Türkiye’nin bütün düğmeleri yanlış iliklendi!
Basında zaman zaman, Türk Milliyetçilerinin Erol Güngör’den sonra fikir adamı yetiştiremediğini iddia edenler oluyor. Bu kabulü öne sürenler, çoğunlukla, milliyetçi fikir çizgisinden sapanlardır. Dolayısıyla farkında bile olmadan kendilerini eleştirmektedirler.
Bazıları da sonradan savruldukları çizgiye hizmeti geçen hatırlı bir şahsiyetin ismini veriyor ki bu da objektif bir tutum değildir.
Bu konuyu yıllar önce de ele almış ve belirtmiştim ki “Bu tür tartışmaların zamanlaması herhalde tesadüf değildir!”
Çünkü genelde bu yaklaşımlar hep seçim öncesinde gündeme getirilir, milliyetçi kitleler umutsuzluğa sürüklenmek istenir.
* * *
Diğer taraftan şimdi aramızda bulunmayan ve hepsi de Türk fikir hayatına katkıda bulunmuş olan, Ziya Gökalp çizgisindeki aydınların hakkını teslim etmek başka bir şeydir, onları yanlıştan münezzeh bir konuma yerleştirmek başka bir şey!
Mesela, Turan fikrinin Türkiye’deki babası Ziya Gökalp’ın kültür ve medeniyet ayırımına dayalı, “Kültür millidir, medeniyet evrenseldir, medeniyetin ürünlerini alalım, kültürümüzü koruyalım” kabulü, yanlıştır!

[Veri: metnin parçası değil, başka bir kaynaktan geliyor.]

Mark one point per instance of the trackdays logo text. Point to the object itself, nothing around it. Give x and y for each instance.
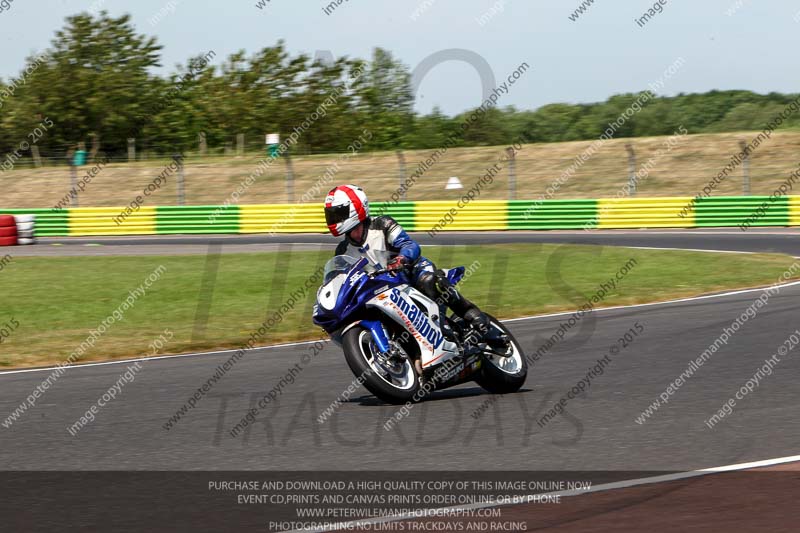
(418, 319)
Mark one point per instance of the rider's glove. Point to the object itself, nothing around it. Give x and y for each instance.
(398, 263)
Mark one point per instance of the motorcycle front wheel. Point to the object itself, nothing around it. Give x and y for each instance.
(394, 382)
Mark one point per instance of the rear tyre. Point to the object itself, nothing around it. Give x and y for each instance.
(395, 384)
(503, 375)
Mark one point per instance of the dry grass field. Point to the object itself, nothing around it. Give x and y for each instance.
(681, 171)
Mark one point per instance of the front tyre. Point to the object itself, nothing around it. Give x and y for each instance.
(393, 382)
(503, 375)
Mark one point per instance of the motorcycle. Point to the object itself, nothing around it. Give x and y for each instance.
(401, 344)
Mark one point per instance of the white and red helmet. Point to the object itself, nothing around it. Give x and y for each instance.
(345, 208)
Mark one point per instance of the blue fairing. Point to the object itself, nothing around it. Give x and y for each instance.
(408, 247)
(357, 289)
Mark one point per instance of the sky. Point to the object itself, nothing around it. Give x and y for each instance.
(719, 44)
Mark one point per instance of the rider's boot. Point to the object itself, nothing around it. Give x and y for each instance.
(445, 293)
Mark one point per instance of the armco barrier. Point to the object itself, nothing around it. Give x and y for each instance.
(672, 212)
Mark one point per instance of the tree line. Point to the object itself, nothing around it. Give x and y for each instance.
(97, 86)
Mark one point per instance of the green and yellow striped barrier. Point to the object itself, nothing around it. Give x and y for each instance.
(436, 216)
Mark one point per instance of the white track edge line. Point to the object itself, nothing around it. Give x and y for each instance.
(565, 493)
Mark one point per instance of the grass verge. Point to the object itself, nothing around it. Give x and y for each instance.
(218, 301)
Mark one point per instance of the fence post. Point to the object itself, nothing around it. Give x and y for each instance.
(745, 168)
(289, 178)
(512, 173)
(401, 165)
(203, 144)
(631, 169)
(181, 183)
(37, 158)
(73, 178)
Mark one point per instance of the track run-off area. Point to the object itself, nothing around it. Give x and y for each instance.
(648, 408)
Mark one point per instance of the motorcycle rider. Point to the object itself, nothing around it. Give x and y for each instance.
(347, 213)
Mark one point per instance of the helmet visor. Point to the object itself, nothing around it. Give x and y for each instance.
(336, 214)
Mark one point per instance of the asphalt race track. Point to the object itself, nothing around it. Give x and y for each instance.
(459, 429)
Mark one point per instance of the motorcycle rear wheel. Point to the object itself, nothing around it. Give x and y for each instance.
(503, 375)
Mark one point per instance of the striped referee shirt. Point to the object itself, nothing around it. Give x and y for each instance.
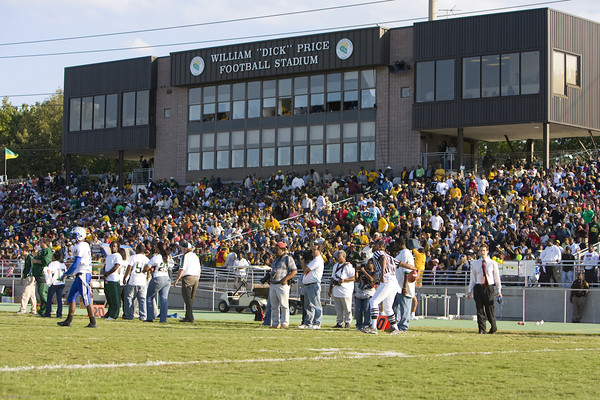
(390, 262)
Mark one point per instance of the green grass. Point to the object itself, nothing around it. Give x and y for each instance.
(231, 360)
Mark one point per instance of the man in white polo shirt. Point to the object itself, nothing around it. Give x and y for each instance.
(311, 281)
(189, 273)
(484, 277)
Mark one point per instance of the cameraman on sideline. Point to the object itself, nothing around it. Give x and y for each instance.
(311, 281)
(282, 272)
(341, 288)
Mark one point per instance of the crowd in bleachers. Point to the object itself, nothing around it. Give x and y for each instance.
(516, 208)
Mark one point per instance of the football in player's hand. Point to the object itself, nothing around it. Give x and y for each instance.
(412, 276)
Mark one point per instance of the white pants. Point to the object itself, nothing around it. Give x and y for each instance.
(28, 295)
(279, 295)
(385, 295)
(343, 309)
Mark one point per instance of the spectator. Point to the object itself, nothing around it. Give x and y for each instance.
(341, 287)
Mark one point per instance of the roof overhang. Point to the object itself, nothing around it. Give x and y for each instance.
(496, 133)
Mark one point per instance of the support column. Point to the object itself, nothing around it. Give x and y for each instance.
(530, 148)
(68, 169)
(121, 180)
(460, 143)
(546, 150)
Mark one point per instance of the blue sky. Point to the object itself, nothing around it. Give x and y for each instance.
(48, 19)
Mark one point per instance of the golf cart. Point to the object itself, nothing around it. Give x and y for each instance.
(241, 299)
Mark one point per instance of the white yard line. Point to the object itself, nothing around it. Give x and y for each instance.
(345, 355)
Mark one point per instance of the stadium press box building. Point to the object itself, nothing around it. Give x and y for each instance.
(338, 101)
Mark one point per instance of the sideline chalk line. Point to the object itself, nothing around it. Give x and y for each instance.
(348, 355)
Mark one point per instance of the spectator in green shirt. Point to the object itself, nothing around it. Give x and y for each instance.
(40, 262)
(587, 214)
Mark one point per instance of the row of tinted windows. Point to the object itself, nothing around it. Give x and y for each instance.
(492, 75)
(300, 145)
(350, 90)
(100, 112)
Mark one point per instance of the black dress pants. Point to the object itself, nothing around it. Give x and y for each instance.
(484, 302)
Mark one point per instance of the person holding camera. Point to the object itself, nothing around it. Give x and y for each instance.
(341, 286)
(484, 276)
(367, 283)
(283, 270)
(311, 288)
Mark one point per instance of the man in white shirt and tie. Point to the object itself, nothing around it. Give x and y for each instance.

“Tarihin en büyük Türk milliyetçisi, hatta en büyük milliyetçisi” dediğim Atatürk’ün bile Gökalp çizgisini takip ettiği için, bu kabulden kaynaklanan yanlış kültür uygulamaları vardır. Herkes, Gökalp’a dayandığı için yanlışlar zinciri bugüne kadar devam etmiştir. Osmanlı, Gökalp’tan önce de bu kabul yüzünden, Tanzimat’ı ilan etti ve çöktü! Türkiye Cumhuriyeti de bu tarihi şartlanma yüzünden, ABD ve AB’nin kapısına bağlanıp sıkıntılı bir sürece girdi!
* * *
Atatürk, bir yerlerde yanlış yapıldığını fark etmiş ve 10’uncu Yıl Nutku’nda, “Türk kültürünü çağdaş uygarlık seviyesinin üstüne çıkaracağız” diyerek açığı kapatmaya çalışmıştı ama sonraki Cumhurbaşkanları ve Genelkurmay Başkanları, bu sözü “çağdaş medeniyetin üstüne çıkmak” şekline dönüştürünce, Türkiye’nin bütün düğmeleri yanlış iliklendi!
Bu görüşleri 20 yıl önce, 10 yıl önce de gündeme getirdim. Kimse konuyu tartışmadı bile!
Fikir üretmek elbette, işin temelidir. Ancak, üretilen fikirler, siyasi programa dönüştürülüp, öncü bir kadronun inancı haline getirilmezse, entelektüel bir gayret olarak kalır.
Meselâ, milliyet nazariyeleri konusunda Mehmet İzzet de Ziya Gökalp kadar değerli bir fikir adamı idi ama bugün adını bile kimse bilmiyor! Çünkü fikirleri uygulanan Gökalp olmuştur.
Bugün, mevcut resmi-özel yapılanmalar, kurumlar, bütünüyle Batı’nın yörüngesine girmişse, ekonomi ile birlikte medya da yabancılaşmışsa, milliyetçi fikirlerle kim ilgilenecektir? Kültür endüstrisine yatırım yapan kaç Türk işadamı vardır?
* * *
Siyasetin önderleri de fikirlerle, kitaplarla ilgilenmiyorsa, hatta hiçbir farklı fikir üretilmesin, Batı’nın güdümündeki eski devlet politikaları veya yeni statükoya ait Amerikan fikirleri papağan gibi tekrar edilsin istiyorsa, bunun sonucunda meydana gelen toplumsal fikir kısırlığının sorumlusu olarak, binbir sansür, tehdit, şantaj baskısı altında topluma ışık tutmaya çalışan milliyetçi aydınları veya yazılarından dolayı, başları zaten yeterince belâda olan gazetecileri göstermek doğru olabilir mi?